Papa Don’t Preach

Here’s another mess that won’t be edited until tomorrow.

I spent more than seven hours working on “Same Trailer, Different Park” today and it still isn’t finished. That’s less a testament to its quality, as you’ll ultimately see for yourselves, than further evidence my brain moves more slowly than a Jacques Rivette film. But maybe it’s a useful reminder — for me more than anyone else who might read this — of my continued desire to find personal meaning and lasting fulfillment in something more than laundry.

At any rate, during today’s writing and editing I was reminded of a silly incident that’s referenced in a footnote, and since I have nothing else to offer you tonight I’ll share it here in case anyone’s looking to kill some time. It began with this, about Felix:

Girls swooned over his darkly handsome features, favorably comparing him to pinups as disparate as Ricky Martin and Dzhokhar Tsarnaev, and sometimes approached me to nervously ask if he was single.**

Followed by this footnote:

There’s a story I need to tell about the time Felix realized I wasn’t invisible to men, but it’s too long for a footnote.

And here’s the continuation of that:

Not only did Felix have no equivalent experiences as my brother, he was outraged to discover in our early twenties that men were sexually interested in me. He was pushing a broom around our family’s business one afternoon when he saw me interact with a courier.

“When you walked away from that guy, he stared at your ass!” he later reported in disbelief. “Right in front of me!

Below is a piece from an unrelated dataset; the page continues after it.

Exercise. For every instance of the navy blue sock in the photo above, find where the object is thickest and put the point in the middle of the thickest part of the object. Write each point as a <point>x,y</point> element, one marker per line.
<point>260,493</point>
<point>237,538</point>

Then you came back and he acted polite.” He’d never been particularly protective of me, or progressive in his attitudes toward women, so I was surprised by his sudden metamorphosis into Betty Friedan.

“Yeah, I know. He asked me out.”

That, too, offended him, and he grumbled “I should’ve kicked his ass.” Not long afterward, our dad walked by and Felix stopped him to rant about it: “This guy was, like, 30, and he stared at [Cranky’s] ass!”

“Men have been doing that since I was 12,” I interjected, which also caught my brother — but not our poor father — off-guard.

In the 25 years since I came out to my parents, my dad has told me almost annually of the relief and jubilation he privately felt each time one of his daughters moseyed out of the closet. His foremost concerns, then and now, were about our safety, namely gay-bashing and his enduring fear that societal prejudice would make our lives much harder than if we were straight. But if there was a silver lining to two-thirds of his daughters being gay, and he insisted there was, it was liberation from worrying about all the vile boys and men we might have otherwise encountered along the way.

How my father, whose younger sister faced considerable harassment, some of it sexual, after coming out as a lesbian, could be so unsophisticated about such matters was beyond me. Lesbians are still women, after all, even if we don’t always meet his exacting beauty standards.* I listen to his Margaret White spiels about how terrible men are, nodding and laughing at the appropriate parts, and don’t puncture his delusions, even now, at 42, by saying “Dad, I hate to tell you this, but being a teenage lesbian didn’t repel creepy men — it just made them creepier.”

He doesn’t need to know that I was 16 the first time a married man unsuccessfully tried to interest me in a threesome with his bicurious wife, or how many times the average lesbian hears “You haven’t been with a real man. I can turn you straight…” in her life.** Nor did I have the heart to shatter another cherished myth that once helped him sleep better at night, by regretfully informing him that young women aren’t that much different than young men — they want the ‘one thing’ guys want, along with our very souls.

* My dad is related by blood and marriage to assorted lesbians who wear makeup, who wear dresses, and who spend way too much time on their hair, but he’ll still tell you with a straight face that all lesbians look like Rosie O’Donnell. As recently as 2019, he told me the CW series Batwoman wasn’t believable because its lead actress, Ruby Rose, was “too pretty” to be a lesbian. Rose was, as I reminded him, openly lesbian, but he’s not the most detail-oriented guy.

** And that was before creepy men started wearing Hot Topic dresses and calling us bigots for not wanting to sleep with them. (Here’s the obligatory disclaimer that there’s nothing inherently creepy about trans women. But there is something creepy — and not even slightly feminine — about bullying, manipulative incels who rail against “genital preference” in their homophobic, misogynist screeds about natal women who don’t want to sleep with natal men. I feel just as strongly about trans men who cry persecution when gay men don’t hit them up on Grindr, though I doubt angry 5’1″ trans guys make gay men feel physically intimidated.)